I think my uncle would have lived longer had he been born in an era where being gay was not a crime. I think my aunt would have been happier had she and the woman she loved been able to be together as an acknowledged, legally accepted married couple.
And bluntly, I think that for any two people who make a lifetime commitment to each other, their rights to share benefits of Social Security*, Medicare/Medicaid*, inheritance, and to make end-of-life decisions to each other should never have been questioned.
WITH THAT SAID…
I think government involvement in ‘legitimizing’ marriage at any level of government is bullshit. I think the right of any consenting adult to marry any other consenting adult (or any consenting adults to marry any other consenting adults) is and should be a matter of personal contract. And I think that neither local, nor state, nor national governments should have a say in it.
Marriage is a contract. State governments define who is a legal adult capable of entering into a contract. Once they have set that limit, their job (other than enforcing the terms of the contract in the case of disputes) should be done.

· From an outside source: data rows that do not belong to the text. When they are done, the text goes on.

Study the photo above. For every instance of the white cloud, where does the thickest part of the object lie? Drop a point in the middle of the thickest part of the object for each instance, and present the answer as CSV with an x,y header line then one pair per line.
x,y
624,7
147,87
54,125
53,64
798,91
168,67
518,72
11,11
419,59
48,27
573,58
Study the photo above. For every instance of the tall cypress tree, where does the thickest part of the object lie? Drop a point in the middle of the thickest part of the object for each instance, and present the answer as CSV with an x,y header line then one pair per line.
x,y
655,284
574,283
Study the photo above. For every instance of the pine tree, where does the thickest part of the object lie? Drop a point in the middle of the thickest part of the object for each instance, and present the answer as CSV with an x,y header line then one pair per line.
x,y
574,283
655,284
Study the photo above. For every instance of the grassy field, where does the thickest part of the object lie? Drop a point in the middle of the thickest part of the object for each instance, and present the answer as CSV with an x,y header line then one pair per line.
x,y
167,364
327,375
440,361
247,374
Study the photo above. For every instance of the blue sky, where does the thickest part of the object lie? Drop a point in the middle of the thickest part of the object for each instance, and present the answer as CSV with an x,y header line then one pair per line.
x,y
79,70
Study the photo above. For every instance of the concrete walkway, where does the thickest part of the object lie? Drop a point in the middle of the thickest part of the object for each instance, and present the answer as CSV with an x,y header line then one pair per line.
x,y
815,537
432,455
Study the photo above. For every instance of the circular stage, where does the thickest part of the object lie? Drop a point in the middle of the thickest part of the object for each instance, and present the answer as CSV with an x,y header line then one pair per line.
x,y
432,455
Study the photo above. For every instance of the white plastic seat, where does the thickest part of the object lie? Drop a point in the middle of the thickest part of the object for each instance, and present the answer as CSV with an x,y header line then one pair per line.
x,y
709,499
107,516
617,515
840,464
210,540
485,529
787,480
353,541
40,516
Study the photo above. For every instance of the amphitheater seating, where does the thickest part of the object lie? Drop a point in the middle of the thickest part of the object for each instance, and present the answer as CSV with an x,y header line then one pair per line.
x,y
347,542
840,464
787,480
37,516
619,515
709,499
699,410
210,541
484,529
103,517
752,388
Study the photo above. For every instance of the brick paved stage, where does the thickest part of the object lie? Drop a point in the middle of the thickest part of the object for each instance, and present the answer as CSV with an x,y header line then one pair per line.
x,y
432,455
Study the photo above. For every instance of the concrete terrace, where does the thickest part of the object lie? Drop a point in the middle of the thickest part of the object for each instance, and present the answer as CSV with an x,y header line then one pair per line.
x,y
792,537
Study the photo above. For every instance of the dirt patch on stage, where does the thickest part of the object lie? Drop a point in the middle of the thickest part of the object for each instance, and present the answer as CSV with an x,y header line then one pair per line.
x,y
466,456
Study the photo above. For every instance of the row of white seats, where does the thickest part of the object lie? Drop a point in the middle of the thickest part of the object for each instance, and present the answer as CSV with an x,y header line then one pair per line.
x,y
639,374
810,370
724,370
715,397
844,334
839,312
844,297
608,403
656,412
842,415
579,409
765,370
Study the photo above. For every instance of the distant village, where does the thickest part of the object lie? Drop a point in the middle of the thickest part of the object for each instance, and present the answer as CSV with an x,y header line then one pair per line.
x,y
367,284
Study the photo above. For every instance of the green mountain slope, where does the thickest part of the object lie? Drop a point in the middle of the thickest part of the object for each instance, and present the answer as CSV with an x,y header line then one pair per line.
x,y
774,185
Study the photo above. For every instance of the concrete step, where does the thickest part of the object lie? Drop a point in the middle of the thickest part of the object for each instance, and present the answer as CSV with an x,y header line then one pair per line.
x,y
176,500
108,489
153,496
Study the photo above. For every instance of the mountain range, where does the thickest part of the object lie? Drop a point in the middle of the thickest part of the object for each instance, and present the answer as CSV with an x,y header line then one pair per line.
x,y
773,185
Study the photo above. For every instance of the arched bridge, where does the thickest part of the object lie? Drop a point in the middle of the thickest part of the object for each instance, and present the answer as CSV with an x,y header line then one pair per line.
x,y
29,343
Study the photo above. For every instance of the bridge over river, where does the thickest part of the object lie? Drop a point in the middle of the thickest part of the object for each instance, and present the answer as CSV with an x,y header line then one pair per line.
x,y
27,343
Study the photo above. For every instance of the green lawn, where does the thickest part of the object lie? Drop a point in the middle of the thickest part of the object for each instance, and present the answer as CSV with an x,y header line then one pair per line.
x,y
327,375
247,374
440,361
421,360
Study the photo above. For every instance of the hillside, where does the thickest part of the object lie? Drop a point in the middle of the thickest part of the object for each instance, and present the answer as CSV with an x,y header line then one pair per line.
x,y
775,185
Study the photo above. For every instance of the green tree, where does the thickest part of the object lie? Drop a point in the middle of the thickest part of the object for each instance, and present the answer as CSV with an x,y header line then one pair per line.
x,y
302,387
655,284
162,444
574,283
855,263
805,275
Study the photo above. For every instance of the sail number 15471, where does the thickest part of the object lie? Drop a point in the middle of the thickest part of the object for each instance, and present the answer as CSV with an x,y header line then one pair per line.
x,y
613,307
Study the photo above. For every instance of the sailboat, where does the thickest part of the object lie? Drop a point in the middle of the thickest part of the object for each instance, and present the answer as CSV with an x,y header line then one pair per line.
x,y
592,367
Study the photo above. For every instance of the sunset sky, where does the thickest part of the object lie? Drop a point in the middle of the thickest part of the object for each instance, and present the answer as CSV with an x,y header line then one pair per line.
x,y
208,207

Legal adults of any sexual orientation should then be able to make their contracts with each other and live lives protected by the laws of their state.
We needed to get there, and we should have been there from the very beginning.
But having the Supreme Court do a legislative fandango with the Constitution to make this happen was not the right way to get there, and because of the squishiness of the decision, a lot of bad shit is likely to be the fallout of this one good thing.
* I think government entitlement programs are corrupt, and I think they should be eliminated—but while everyone who works is being taxed for them, everyone who receives them should be treated identically—and if there are specific benefits that are tied being married in the eyes of the government, those benefits should be available to all committed couples.